In part, Ogilvie’s production picks up the reference to “cat shit vellum” in one of the spells, as some of the staging sees phrases from the text written upon broad sheets of canvas to drive home their ritualistic purpose. The elusive concatenation of images – if seemingly fragmented and disconnected, and often apparently absurd in themselves – evokes the high Modernism of T. S. Eliot’s The Wasteland. Or, as a sequence of songs with an overall narrative that readily lends itself to staging (even if not originally intended for that by the composer) it also recalls Pierrot lunaire, that masterpiece of musical Modernism. It is the sun, rather than the moon, however, which takes centre stage in the ecstatic Bacchanalia of the ‘Spell for Joy’ at the climax. Interestingly, those revels are heralded by a male soprano singer – that is, a man taking on female vocal characteristics, amidst the frenzied gyrations of the group of women, like Maenads, around him.

If less systematic in its musical vocabulary and style than Schoenberg’s score, Waley-Cohen’s setting is nevertheless as astringent and highly charged, especially in this alert performance by CHROMA Ensemble under Perinpanayagam’s detailed conducting. The strings are often wiry and tense, contrasting with Stuart King’s expertly versatile rendition of the clarinet, with its eerie swooning on the one hand, and shrieking excitability on the other. The singers all demonstrate searing virtuosity in this often desperate or panicked music, particularly Sarah Richmond as the voice of Lilith, who convincingly executes various gasps, cries, shouts and sighs which transcend ordinary musical discourse, around the razor-sharp precision of her more conventionally sung, if angular, passages. Although acted on stage by Emily Ling Williams, it makes no different that the ‘Spell for Sex’ is delievered with haunting mystery by Annabel Kennedy from the pit, stepping in for an indisposed singer. Pun channels a chaste but electrifyingly pure shaft of sound as the manifestation of joy, following which Robinson brings the cycle back down into line with something like normality – or at least repose or exhaustion – in the concluding ‘Spell for Reality’ with steady and calm vocal force.
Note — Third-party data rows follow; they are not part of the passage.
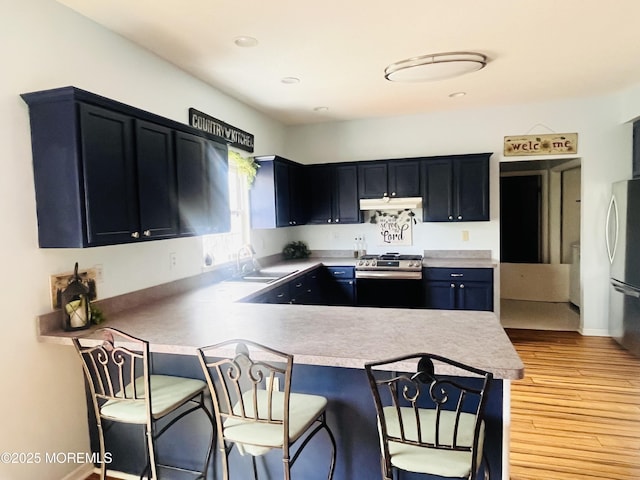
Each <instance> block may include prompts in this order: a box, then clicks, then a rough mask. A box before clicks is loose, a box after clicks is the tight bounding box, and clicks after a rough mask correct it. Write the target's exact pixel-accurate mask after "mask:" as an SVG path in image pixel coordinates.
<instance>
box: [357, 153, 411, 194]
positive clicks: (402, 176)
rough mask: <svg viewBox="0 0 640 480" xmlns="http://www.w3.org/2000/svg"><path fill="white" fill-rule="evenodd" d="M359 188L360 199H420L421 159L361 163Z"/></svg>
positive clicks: (358, 185)
mask: <svg viewBox="0 0 640 480" xmlns="http://www.w3.org/2000/svg"><path fill="white" fill-rule="evenodd" d="M358 187H359V193H360V198H381V197H419V196H420V195H421V191H420V159H418V158H416V159H407V160H405V159H402V160H400V159H398V160H382V161H381V160H376V161H367V162H360V163H359V164H358Z"/></svg>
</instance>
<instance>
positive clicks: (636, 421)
mask: <svg viewBox="0 0 640 480" xmlns="http://www.w3.org/2000/svg"><path fill="white" fill-rule="evenodd" d="M507 333H508V335H509V337H510V338H511V340H512V342H513V344H514V345H515V347H516V350H517V351H518V353H519V355H520V357H521V358H522V361H523V362H524V364H525V378H524V379H523V380H518V381H514V382H513V383H512V390H511V394H512V400H511V401H512V403H511V406H512V408H511V411H512V425H511V479H512V480H578V479H579V480H596V479H598V480H638V479H640V359H637V358H634V357H632V356H631V355H629V354H628V353H627V352H626V351H625V350H623V349H622V348H621V347H619V346H618V345H617V344H616V343H615V342H614V341H613V340H611V339H610V338H605V337H583V336H581V335H580V334H579V333H576V332H551V331H539V330H536V331H534V330H507Z"/></svg>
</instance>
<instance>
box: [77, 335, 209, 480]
mask: <svg viewBox="0 0 640 480" xmlns="http://www.w3.org/2000/svg"><path fill="white" fill-rule="evenodd" d="M97 332H98V333H100V334H101V335H102V337H103V341H102V342H101V343H96V341H95V340H89V339H80V338H73V344H74V345H75V347H76V351H77V352H78V355H79V357H80V359H81V361H82V367H83V370H84V374H85V378H86V380H87V383H88V386H89V390H90V393H91V401H92V403H93V410H94V413H95V419H96V424H97V428H98V437H99V442H100V458H102V459H104V458H105V452H106V446H105V438H104V429H105V424H104V423H105V421H111V422H119V423H130V424H139V425H143V426H144V436H145V440H146V442H145V448H146V452H147V463H146V465H145V466H144V468H143V469H142V471H141V474H140V478H143V477H145V476H147V478H152V479H154V480H155V479H157V478H158V470H159V467H167V468H172V469H180V470H184V469H182V468H178V467H174V466H169V465H161V464H159V463H158V462H157V454H156V440H157V439H158V438H159V437H160V436H161V435H162V434H163V433H165V432H166V431H167V430H168V429H169V427H171V426H172V425H173V424H174V423H175V422H177V421H178V420H180V419H181V418H183V417H184V416H186V415H188V414H190V413H192V412H195V411H197V410H203V411H204V413H205V414H206V416H207V418H208V419H209V422H211V424H212V430H211V434H212V438H211V442H212V441H213V418H212V415H211V413H210V412H209V410H208V409H207V408H206V406H205V403H204V401H205V395H204V393H205V391H206V388H207V386H206V383H205V382H203V381H202V380H197V379H192V378H183V377H174V376H170V375H153V374H152V373H151V367H150V354H149V343H148V342H147V341H145V340H141V339H139V338H136V337H133V336H131V335H128V334H126V333H124V332H122V331H120V330H116V329H114V328H102V329H99V330H98V331H97ZM181 407H184V408H181ZM178 409H180V411H179V412H177V410H178ZM174 412H175V414H174ZM170 414H174V415H172V416H171V417H167V416H168V415H170ZM165 417H167V422H163V425H162V428H158V427H157V425H156V422H157V421H158V420H160V419H162V418H165ZM211 442H210V444H211ZM210 457H211V446H210V445H209V446H208V448H207V452H206V457H205V460H204V466H203V468H202V470H199V471H197V472H195V473H196V474H199V477H198V478H205V477H206V471H207V468H208V465H209V460H210ZM105 476H106V462H104V461H102V462H101V472H100V479H101V480H104V478H105Z"/></svg>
Although divided in time by four hundred years, the two compositions in this double bill highlight and relate to each other in stimulating ways, even as they often also shun immediate accessibility or inciting mere entertainment. Instead they surely excite surprise, and disrupt expectations, exactly as drama should. In the case of La liberazione di Ruggiero, just as Gluck reformed the structures of eighteenth-century serious opera (not least in his Orpheus-themed opera), and Mozart turned upside down the conventions of opera buffa in Cosi fan tutte, Caccini’s little-known work is a landmark in musical history which all those who care about opera should consider. On disc its masque-like structure can seem stilted or artificial, and its musical expression less directly intense than Monteverdi’s contemporaneous operas. But this performance also demonstrates to audiences more generally that the work can be wrested from historical curiosity and transformed into vital musical drama, capable of reinterpreting Baroque formalities to address our modern preoccupations and provoke our sensibilities anew.